Patients scheduled for Left Bandle Branch Area Pacing (LBBAP), who were admitted due to bradycardia, had been prospectively recruited. The Medtronic 3830 pacing lead was first placed at the right ventricular (RV) side of the interventricular septum (IVS) with pacing parameters (pacing threshold, pacing impedance and sensing amplitude) and ECG characteristics [QRS morphology, paced QRS duration and stimulus to peak left ventricular activation time (Sti-LVAT)] measured, which was called the right ventricular septum pacing group (RVSP). Then the pacing lead was screwed towards the left ventricular (LV) side of the IVS; and the corresponding parameters and ECG characteristics were assessed, which was called LBBAP group.

RESULTS

RVSP caused left bundle block (LBBB) morphology on ECG, while pacing at left bundle area led to right bundle branch block (RBBB) morphology, without remarkable difference in pacing threshold and pacing impedance. The sensing amplitude during LBBAP was significantly higher compared with RVSP (p <0.05). QRS duration and Sti-LVAT were significantly shorter when paced on LBBAP compared with RVSP (p <0.05). Patients with LBBB morphology in intrinsic rhythm showed the greatest reduction in paced QRS duration and Sti-LVAT compared to patients with RBBB morphology or no bundle branch block morphology (p <0.001).
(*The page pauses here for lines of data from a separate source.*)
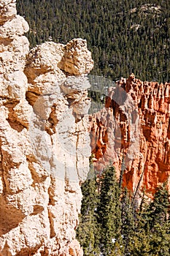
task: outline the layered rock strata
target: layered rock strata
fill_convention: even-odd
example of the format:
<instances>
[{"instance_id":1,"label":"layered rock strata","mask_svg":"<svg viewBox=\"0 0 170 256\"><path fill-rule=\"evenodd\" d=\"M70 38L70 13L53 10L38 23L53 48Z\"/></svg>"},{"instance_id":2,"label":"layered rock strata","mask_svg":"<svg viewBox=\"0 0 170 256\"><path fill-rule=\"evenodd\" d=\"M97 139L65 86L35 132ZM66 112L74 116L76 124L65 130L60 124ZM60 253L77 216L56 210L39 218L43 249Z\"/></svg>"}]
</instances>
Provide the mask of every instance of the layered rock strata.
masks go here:
<instances>
[{"instance_id":1,"label":"layered rock strata","mask_svg":"<svg viewBox=\"0 0 170 256\"><path fill-rule=\"evenodd\" d=\"M15 1L0 3L0 255L82 255L90 155L85 40L29 51Z\"/></svg>"},{"instance_id":2,"label":"layered rock strata","mask_svg":"<svg viewBox=\"0 0 170 256\"><path fill-rule=\"evenodd\" d=\"M91 148L98 172L108 165L134 195L170 191L170 84L132 74L109 88L105 107L91 117Z\"/></svg>"}]
</instances>

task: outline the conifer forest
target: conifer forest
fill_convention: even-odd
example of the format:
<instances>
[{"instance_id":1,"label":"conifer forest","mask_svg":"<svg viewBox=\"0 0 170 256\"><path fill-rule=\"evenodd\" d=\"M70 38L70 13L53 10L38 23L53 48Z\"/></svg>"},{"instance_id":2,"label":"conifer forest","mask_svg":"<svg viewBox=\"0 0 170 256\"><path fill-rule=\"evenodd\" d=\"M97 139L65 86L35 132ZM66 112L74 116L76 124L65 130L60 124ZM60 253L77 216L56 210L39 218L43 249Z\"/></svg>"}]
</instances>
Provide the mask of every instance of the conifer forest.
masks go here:
<instances>
[{"instance_id":1,"label":"conifer forest","mask_svg":"<svg viewBox=\"0 0 170 256\"><path fill-rule=\"evenodd\" d=\"M18 0L30 47L45 41L86 39L91 74L117 80L170 82L170 0ZM77 238L85 256L169 256L170 203L166 184L150 203L138 203L113 167L82 185Z\"/></svg>"}]
</instances>

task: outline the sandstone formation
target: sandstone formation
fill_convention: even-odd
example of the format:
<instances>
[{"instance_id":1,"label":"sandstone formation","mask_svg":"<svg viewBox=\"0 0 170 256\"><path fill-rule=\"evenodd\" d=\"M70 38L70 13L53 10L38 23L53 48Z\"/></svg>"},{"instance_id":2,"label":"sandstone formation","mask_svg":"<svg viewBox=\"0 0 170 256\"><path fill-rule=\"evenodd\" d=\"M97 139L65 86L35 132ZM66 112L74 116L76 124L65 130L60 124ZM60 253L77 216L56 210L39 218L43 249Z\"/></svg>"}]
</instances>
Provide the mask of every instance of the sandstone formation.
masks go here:
<instances>
[{"instance_id":1,"label":"sandstone formation","mask_svg":"<svg viewBox=\"0 0 170 256\"><path fill-rule=\"evenodd\" d=\"M1 1L0 25L0 255L82 255L90 53L81 39L29 51L15 0Z\"/></svg>"},{"instance_id":2,"label":"sandstone formation","mask_svg":"<svg viewBox=\"0 0 170 256\"><path fill-rule=\"evenodd\" d=\"M122 78L90 122L98 172L113 165L134 195L144 188L153 194L166 181L170 191L169 83Z\"/></svg>"}]
</instances>

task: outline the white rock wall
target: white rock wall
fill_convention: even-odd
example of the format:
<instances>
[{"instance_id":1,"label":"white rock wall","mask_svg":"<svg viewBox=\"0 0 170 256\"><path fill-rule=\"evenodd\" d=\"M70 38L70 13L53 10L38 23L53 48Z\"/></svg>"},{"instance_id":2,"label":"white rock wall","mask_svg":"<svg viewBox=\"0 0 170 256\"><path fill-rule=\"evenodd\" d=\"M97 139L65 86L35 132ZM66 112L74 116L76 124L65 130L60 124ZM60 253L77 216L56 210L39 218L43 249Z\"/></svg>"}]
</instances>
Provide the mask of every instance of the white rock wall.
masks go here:
<instances>
[{"instance_id":1,"label":"white rock wall","mask_svg":"<svg viewBox=\"0 0 170 256\"><path fill-rule=\"evenodd\" d=\"M90 53L81 39L28 53L14 0L1 1L0 25L0 255L82 255Z\"/></svg>"}]
</instances>

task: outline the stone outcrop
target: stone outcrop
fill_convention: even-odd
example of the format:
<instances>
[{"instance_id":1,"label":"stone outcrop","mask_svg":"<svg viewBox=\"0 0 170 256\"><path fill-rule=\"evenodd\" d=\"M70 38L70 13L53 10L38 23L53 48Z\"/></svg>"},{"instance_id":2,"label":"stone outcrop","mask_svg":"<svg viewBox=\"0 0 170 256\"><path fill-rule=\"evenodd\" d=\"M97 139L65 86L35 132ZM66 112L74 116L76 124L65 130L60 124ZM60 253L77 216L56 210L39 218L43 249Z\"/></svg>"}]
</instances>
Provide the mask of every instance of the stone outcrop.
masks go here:
<instances>
[{"instance_id":1,"label":"stone outcrop","mask_svg":"<svg viewBox=\"0 0 170 256\"><path fill-rule=\"evenodd\" d=\"M0 25L0 255L82 255L90 53L81 39L29 51L15 0L1 1Z\"/></svg>"},{"instance_id":2,"label":"stone outcrop","mask_svg":"<svg viewBox=\"0 0 170 256\"><path fill-rule=\"evenodd\" d=\"M132 74L109 88L105 107L90 118L96 169L115 167L134 195L168 181L170 191L170 84Z\"/></svg>"}]
</instances>

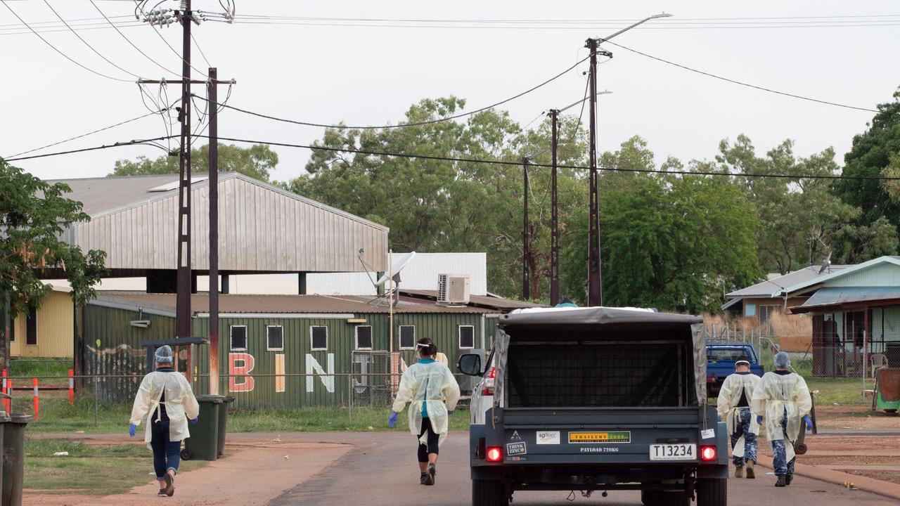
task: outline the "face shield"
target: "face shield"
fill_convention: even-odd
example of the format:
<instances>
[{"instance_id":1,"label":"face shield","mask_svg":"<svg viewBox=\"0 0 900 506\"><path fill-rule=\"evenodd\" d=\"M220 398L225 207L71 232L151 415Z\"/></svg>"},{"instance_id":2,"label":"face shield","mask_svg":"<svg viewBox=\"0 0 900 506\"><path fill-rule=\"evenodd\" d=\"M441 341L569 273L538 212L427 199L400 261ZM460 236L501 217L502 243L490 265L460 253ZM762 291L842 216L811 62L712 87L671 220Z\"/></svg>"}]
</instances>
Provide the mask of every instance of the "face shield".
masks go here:
<instances>
[{"instance_id":1,"label":"face shield","mask_svg":"<svg viewBox=\"0 0 900 506\"><path fill-rule=\"evenodd\" d=\"M157 352L154 354L157 359L157 364L171 364L172 363L172 348L168 345L164 345L157 348Z\"/></svg>"},{"instance_id":2,"label":"face shield","mask_svg":"<svg viewBox=\"0 0 900 506\"><path fill-rule=\"evenodd\" d=\"M790 367L790 356L783 351L776 353L775 367L778 369L787 369L788 367Z\"/></svg>"}]
</instances>

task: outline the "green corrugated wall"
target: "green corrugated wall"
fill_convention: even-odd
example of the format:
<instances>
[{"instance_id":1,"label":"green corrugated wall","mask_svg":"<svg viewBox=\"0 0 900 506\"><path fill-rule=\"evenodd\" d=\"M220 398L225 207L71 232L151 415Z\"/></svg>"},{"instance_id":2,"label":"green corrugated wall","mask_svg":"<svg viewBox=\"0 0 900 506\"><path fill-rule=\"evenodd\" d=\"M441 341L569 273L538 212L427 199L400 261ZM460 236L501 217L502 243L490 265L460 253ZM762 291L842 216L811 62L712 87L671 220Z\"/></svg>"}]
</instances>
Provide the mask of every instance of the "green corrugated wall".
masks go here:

There were no complications during pacemaker implantation and no adverse events observed during follow-up. The pacing parameters remained stable during the follow-up (9.2 ± 3.7 months).

CONCLUSION

Compared with pacing on RVSP, patients with LBBAP showed RBBB morphology with significantly reduced QRS duration and LV Sti-LVAT under similar pacing parameters. LBBAP is safe and feasible and may be a promising strategy for patients with LBBB morphology who are indicated for ventricular pacing. Key Words: Physiological pacing, Left bundle branch pacing, Right ventricular pacing, Left bundle branch block, Pacemaker.

摘要

目的

研究左束支区域起搏(LBBAP)患者的临床安全性和心电图(ECG)特征。

研究设计

回顾性研究。

地点和研究时间

中国蚌埠医学院第一附属医院心内科,2018 年 5 月至 2020 年 1 月。

方法

因心动过缓而入院的拟行左束支区域起搏(LBBAP)的患者被前瞻性招募。首先将美敦力 3830 起搏导线置于室间隔(IVS)的右心室(RV)侧,测量起搏参数(起搏阈值、起搏阻抗和感知幅度)和心电图特征[QRS 形态、起搏 QRS 持续时间和刺激至左心室激活时间峰值(Sti-LVAT)],称为右室间隔起搏组(RVSP)。然后将起搏导线向 IVS 的左心室(LV)侧旋入;并评估相应的参数和心电图特征,称为 LBBAP 组。

结果

RVSP 在心电图上引起左束支传导阻滞(LBBB)形态,而在左束支区域起搏时则引起右束支传导阻滞(RBBB)形态,起搏阈值和起搏阻抗无显著差异。LBBAP 时的感知幅度明显高于 RVSP(p<0.05)。与 RVSP 相比,LBBAP 时 QRS 持续时间和 Sti-LVAT 明显缩短(p<0.05)。固有节律呈 LBBB 形态的患者与呈 RBBB 形态或无束支传导阻滞形态的患者相比,起搏 QRS 持续时间和 Sti-LVAT 的缩短幅度最大(p<0.001)。起搏器植入过程中无并发症,随访期间无不良事件发生。随访期间起搏参数稳定(9.2±3.7 个月)。

结论

与 RVSP 起搏相比,LBBAP 患者呈 RBBB 形态,在相似的起搏参数下 QRS 持续时间和 LV Sti-LVAT 明显缩短。LBBAP 安全可行,可能是适合心室起搏的 LBBB 形态患者的一种有前途的策略。关键词:生理性起搏、左束支起搏、右心室起搏、左束支传导阻滞、起搏器。